The licensee has exclusive rights to distribute this article, in any medium, for 12 months following its publication. After this time, the article is available under the terms of the Creative Commons Attribution License (http://creativecommons.org/licenses/by/4.0), which permits unrestricted use, distribution, and reproduction in any medium, provided the original work is properly credited.

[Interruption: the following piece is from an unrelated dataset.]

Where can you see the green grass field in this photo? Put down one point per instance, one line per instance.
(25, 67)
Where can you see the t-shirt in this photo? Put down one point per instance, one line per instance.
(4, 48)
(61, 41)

The Creative Commons Public Domain Dedication waiver (http://creativecommons.org/publicdomain/zero/1.0/) applies to the data made available in this article, unless otherwise stated.

Abstract

No abstract

Editorial

It was one Saturday morning in April when, after a 24-hour journey across half of the world, and a very early morning start to the 2014 AACR annual meeting marathon, I was sitting in a dark room in the San Diego Convention Center listening to Kornelia Polyak’s talk about the evolution of breast cancer. Polyak, an expert in breast cancer genomics, was reporting on some recent results from her group. Then, she made a statement that for many cancer researchers will perhaps seem obvious, but that was not yet obvious to me. Polyak noted that it is not uncommon that when several different clones of cancer are present in a patient, the clone that metastasizes is not the most aggressive one.
This does of course make a lot of sense: the clone that metastasizes doesn’t need to be aggressive at all. Rather, it needs to be resistant to therapy. And so it is quite logical that even if other, often more dominant and larger clones are destroyed by the treatment, the ones that were until then suppressed suddenly gain breathing space to grow and migrate. The idea resonated with me a lot, as it seemed to cover so many concepts and threads that we were already seeing in the submissions for the special issue: cancer heterogeneity, clonal diversity, therapy response and resistance, and progression of the disease. In one sentence Polyak unknowingly summarized the issue of Genome Biology that we now bring you.